I tried to watch "Max" (the movie about the german shepherd war dog) on the plane a few weeks ago. I got 10-15 minutes into it and could not stop crying. I still want to watch that movie, just this time will be at home, with ice-cream and lots of kleenex.
Me: 32 DH: 31
Married since 2010
MC January 2016
BFP February 2016 Baby Girl born 11/2016
BFP 8/16/2018 EDD 4/29/2019 MMC 10/3/2018 BFP 12/16/2018 EDD 08/26/2019 MC/CP 12/20/2018 BFP 03/28/2019 EDD 12/07/2019 Hoping for our rainbow
My mom mailed me a care package this week...including one of the last teddy bears my grandma made before her hands/eyes got too bad to hold knitting needles. Grandma has Alzheimer's now, so we're not really telling her about the baby yet as she'll either forget or it'll be the only thing she remembers for months. Hopefully she's still in a statin the spring when I take baby home to meet her great grandbaby. And yep, tears again thinking about that.
I'm so glad mom kept some of these though, and that she sent it. But right in the feels man.
I called my parents and the call dropped. Inconsolable.
BFP #1 10/30/15 MMC found 11/30/15 D&C 12/11/15 EDD 7/9/16 BFP #2 3/21/16 Nora Mae born 12/6/16 BFP #3 11/27/20 EDD 8/6/21
healing comes in waves, and maybe today the wave hits the rocks and that’s ok, that’s ok, darling. you are still healing, you are still healing- Ijeoma Umebinyuo, be gentle with yourself
Re: Why my pregnant self is crying.
RE appt 12/2015
CD3 labs normal | HSG 1/8/16 clear | H's SA excellent
Dx: Unexplained Infertility
February 2016, cycle 16 - cycle #1 with Letrozole 5mg + TI | Progesterone=20.6
BFP 2/24/16 - EDD 11/7/16
It's a girl!
Isla Quinn born 10/29/16 at 38w5d via C/S
--------
TFAS March 2018
RE consultation 8/2/18
Suprise! BFP 8/8/18 natural cycle | EDD 4/19/19
It's a girl!
Afton Noelle born 4/10/19 at 38w5d via natural VBAC
I "snunnelled" (my son calls it this, he can't say snuggle yet) with my 1.5 year old son this morning while we watched, "choo choo" and he turned to me out of nowhere and said, "MOM. MOM?!" and I said, "what baby?" and he grinned at me and then kissed my forehead, then turned back to the show like nothing had happened, like it was totally normal (which it is) and no big deal. And I got to thinking about how freaking pumped I am for you new FTMs to have moments like this with your own babies. It's the most indescribable feeling you will ever have, that fierce, fierce love you muck through a lot to get to but in the end it's just something to marvel at. You find yourself thinking and doing things you never thought you could ever or would ever do. I mean, I struggled with infertility, that unknown. Your kids end up being your greatest strength and your greatest weakness, just in the best possible way.

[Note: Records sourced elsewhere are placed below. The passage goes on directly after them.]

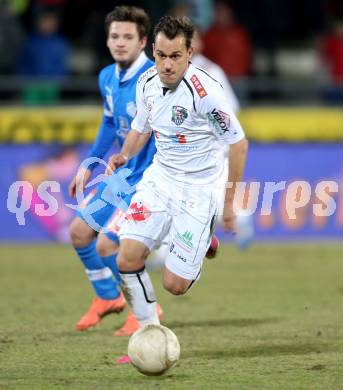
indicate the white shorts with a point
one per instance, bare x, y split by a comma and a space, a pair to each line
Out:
185, 215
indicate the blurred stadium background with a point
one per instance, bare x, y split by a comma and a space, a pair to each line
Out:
283, 58
270, 316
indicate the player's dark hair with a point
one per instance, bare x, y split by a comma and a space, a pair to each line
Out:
173, 26
124, 13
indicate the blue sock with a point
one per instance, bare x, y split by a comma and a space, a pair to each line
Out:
111, 262
99, 274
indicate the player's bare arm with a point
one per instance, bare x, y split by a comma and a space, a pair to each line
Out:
237, 157
133, 144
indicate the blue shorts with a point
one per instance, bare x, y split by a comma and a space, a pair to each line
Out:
99, 213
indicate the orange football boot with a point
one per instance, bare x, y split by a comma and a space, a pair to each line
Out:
99, 309
132, 324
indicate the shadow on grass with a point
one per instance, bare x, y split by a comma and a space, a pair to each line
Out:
235, 322
260, 351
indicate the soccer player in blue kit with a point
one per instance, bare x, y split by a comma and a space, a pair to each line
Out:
127, 29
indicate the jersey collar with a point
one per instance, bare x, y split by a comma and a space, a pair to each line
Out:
134, 68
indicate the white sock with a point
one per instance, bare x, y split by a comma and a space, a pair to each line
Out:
139, 293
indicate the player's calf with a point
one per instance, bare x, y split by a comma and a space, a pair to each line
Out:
175, 284
80, 233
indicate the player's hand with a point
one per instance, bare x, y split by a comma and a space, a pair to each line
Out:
229, 218
79, 181
114, 162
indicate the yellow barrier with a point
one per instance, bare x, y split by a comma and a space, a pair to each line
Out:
293, 124
80, 124
65, 125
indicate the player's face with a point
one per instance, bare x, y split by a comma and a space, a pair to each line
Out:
171, 58
124, 43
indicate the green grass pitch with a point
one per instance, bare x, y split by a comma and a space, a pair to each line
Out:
267, 318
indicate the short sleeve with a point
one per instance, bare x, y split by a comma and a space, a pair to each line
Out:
140, 122
221, 118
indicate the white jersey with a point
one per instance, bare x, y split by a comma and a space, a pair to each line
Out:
191, 125
218, 74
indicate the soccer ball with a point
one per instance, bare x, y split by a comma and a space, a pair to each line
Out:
153, 349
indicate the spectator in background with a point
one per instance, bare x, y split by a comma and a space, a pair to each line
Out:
45, 55
213, 69
227, 43
11, 39
332, 52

I pictured myself beating up a 5 year old the other day because he got in my son's face, wanting to cut in front of him for the slide. And it felt good. You get so protective, so Mama bear. That's special.

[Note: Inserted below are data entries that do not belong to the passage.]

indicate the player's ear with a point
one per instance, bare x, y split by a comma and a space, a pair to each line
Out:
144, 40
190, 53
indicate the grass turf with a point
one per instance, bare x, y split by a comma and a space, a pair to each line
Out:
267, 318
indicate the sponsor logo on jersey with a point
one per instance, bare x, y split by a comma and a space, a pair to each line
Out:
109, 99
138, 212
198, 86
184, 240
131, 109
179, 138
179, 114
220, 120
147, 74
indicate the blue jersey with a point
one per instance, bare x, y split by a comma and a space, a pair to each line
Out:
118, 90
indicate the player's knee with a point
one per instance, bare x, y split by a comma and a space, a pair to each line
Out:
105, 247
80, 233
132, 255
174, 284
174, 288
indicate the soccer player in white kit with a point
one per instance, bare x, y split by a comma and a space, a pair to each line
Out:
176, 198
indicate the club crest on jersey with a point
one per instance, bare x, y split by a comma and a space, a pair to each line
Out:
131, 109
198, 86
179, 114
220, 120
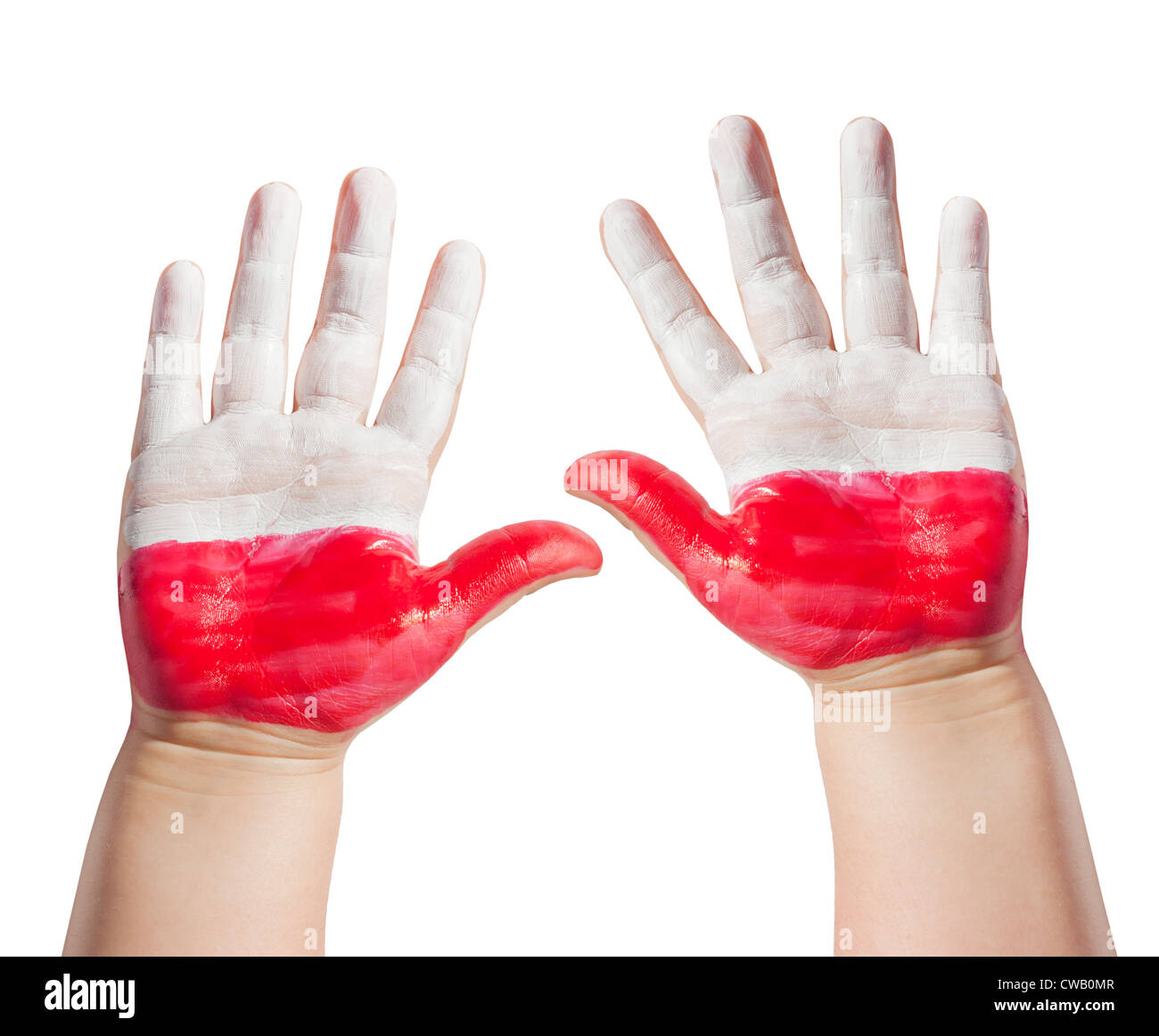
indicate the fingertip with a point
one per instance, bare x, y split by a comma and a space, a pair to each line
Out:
865, 127
579, 553
460, 269
736, 128
177, 300
276, 200
867, 159
621, 211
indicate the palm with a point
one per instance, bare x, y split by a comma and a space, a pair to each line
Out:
869, 410
270, 563
875, 498
259, 474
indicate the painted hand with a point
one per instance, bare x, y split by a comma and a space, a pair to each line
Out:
269, 568
877, 496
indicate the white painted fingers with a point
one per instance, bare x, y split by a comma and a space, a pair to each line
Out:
251, 370
961, 340
783, 308
420, 403
172, 383
700, 358
340, 363
875, 294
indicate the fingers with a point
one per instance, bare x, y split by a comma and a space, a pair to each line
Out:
340, 363
961, 341
251, 370
420, 403
700, 358
875, 294
493, 571
172, 385
669, 517
783, 308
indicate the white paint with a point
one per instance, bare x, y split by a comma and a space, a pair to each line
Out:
879, 406
254, 470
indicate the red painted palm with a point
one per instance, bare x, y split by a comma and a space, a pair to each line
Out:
269, 560
876, 497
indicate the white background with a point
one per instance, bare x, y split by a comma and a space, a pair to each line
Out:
604, 769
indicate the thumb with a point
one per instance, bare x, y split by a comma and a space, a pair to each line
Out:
493, 571
668, 516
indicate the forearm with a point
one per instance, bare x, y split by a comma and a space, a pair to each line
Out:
210, 838
958, 830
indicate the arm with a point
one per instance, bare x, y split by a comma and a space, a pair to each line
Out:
210, 839
876, 544
271, 598
958, 831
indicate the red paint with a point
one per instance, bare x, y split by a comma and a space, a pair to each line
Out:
344, 617
818, 572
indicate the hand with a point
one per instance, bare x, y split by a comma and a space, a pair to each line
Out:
269, 560
877, 496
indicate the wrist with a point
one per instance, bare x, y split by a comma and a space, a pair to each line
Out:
957, 684
209, 756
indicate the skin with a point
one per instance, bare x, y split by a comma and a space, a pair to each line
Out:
217, 830
957, 823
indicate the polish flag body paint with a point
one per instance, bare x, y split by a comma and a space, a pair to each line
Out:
323, 629
822, 568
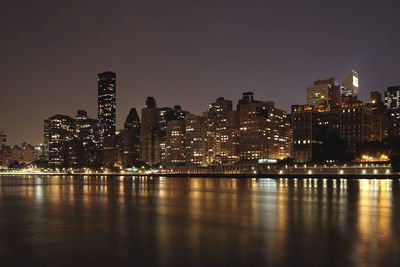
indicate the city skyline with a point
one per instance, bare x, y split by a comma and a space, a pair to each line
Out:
188, 56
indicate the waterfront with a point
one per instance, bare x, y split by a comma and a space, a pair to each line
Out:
147, 221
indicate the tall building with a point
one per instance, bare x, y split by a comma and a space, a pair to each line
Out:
325, 93
89, 140
150, 134
225, 124
355, 124
130, 139
60, 133
350, 84
311, 128
264, 130
106, 114
196, 142
392, 98
175, 144
106, 102
167, 114
379, 120
28, 154
2, 139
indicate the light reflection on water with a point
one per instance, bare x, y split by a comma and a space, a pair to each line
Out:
199, 221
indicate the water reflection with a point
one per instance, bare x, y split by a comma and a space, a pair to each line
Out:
169, 221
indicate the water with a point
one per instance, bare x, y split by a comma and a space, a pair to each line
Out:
198, 222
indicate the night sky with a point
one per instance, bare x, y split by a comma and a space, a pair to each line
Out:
185, 52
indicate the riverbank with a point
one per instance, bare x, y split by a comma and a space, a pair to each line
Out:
222, 175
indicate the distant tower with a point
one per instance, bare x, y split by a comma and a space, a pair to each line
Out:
106, 102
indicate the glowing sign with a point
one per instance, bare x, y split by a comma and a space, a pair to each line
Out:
355, 81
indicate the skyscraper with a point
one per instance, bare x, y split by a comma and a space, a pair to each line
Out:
130, 139
106, 102
324, 92
225, 125
106, 111
150, 133
264, 130
350, 84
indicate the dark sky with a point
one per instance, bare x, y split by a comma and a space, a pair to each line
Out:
185, 52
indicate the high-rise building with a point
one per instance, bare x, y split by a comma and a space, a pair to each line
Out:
355, 124
106, 114
16, 153
89, 140
311, 128
106, 102
264, 130
150, 133
130, 140
196, 142
167, 114
28, 154
392, 104
350, 84
392, 98
379, 120
175, 143
324, 93
60, 133
2, 139
225, 124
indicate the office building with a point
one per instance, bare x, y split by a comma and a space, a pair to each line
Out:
324, 93
149, 140
264, 130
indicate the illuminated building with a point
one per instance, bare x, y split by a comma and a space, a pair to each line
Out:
16, 153
5, 155
379, 120
392, 98
28, 154
59, 133
350, 84
130, 140
311, 126
167, 114
392, 104
2, 139
225, 125
175, 143
149, 140
355, 124
106, 114
324, 92
264, 130
197, 144
88, 143
106, 102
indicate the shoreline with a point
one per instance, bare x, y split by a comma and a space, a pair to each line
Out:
221, 175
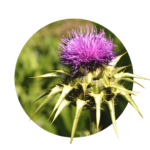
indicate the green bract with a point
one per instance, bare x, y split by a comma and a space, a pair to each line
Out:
92, 91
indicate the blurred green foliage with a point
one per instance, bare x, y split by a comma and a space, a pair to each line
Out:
38, 56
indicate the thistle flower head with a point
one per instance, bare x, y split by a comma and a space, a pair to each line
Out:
87, 50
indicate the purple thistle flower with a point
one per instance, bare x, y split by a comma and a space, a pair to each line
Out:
87, 50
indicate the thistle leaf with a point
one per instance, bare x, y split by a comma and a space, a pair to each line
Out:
126, 75
135, 82
113, 118
98, 101
132, 103
115, 61
62, 105
49, 97
80, 104
65, 91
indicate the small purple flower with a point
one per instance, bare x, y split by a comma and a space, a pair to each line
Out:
86, 49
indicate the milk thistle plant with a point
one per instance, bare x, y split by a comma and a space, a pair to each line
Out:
93, 80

I also cried the other day when we drove through a city that my fiance lived in when we first got together. Apparently I have some extra attachment to that area, so I made him drive by the house too. Oh hormones..

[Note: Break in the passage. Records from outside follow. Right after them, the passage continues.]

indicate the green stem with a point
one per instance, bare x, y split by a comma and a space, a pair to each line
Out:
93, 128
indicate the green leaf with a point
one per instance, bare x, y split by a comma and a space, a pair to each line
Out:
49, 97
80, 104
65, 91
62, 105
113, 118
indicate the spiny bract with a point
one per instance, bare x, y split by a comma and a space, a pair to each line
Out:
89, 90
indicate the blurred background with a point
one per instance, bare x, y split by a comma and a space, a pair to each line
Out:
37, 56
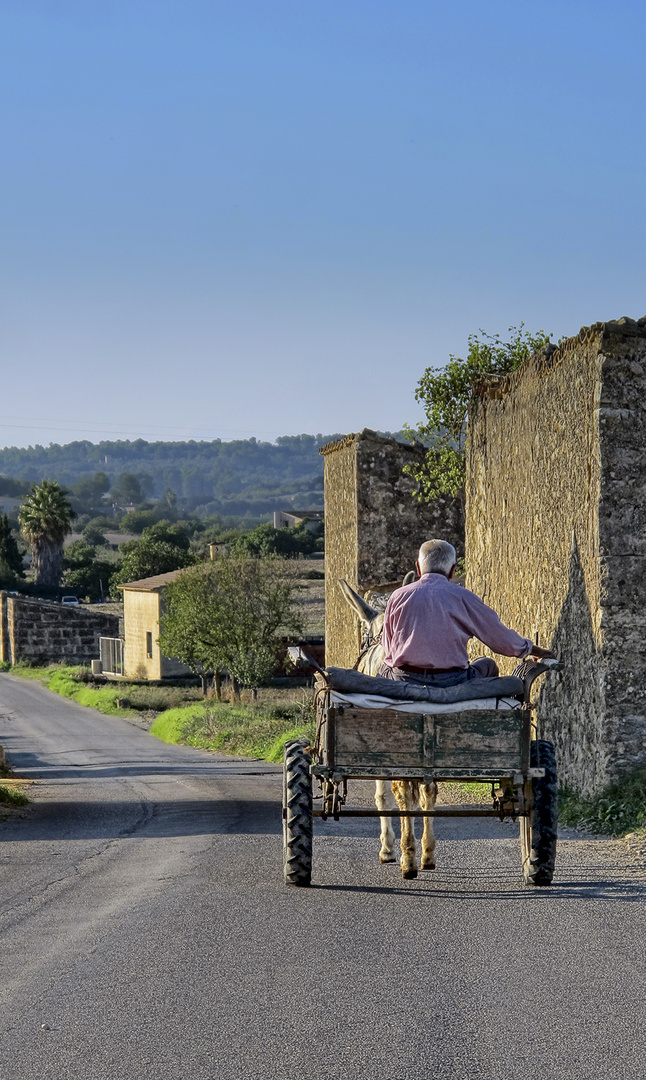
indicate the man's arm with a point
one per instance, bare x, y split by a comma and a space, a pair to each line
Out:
485, 624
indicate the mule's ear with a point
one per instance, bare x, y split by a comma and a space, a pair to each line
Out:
362, 608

J: mom, do you know what makes me happy?
Me: what?
J: You
Come on. I can't handle it.
BFP February 2016 Baby Girl born 11/2016
BFP 8/16/2018 EDD 4/29/2019 MMC 10/3/2018
BFP 12/16/2018 EDD 08/26/2019 MC/CP 12/20/2018
BFP 03/28/2019 EDD 12/07/2019 Hoping for our rainbow
I'm so glad mom kept some of these though, and that she sent it. But right in the feels man.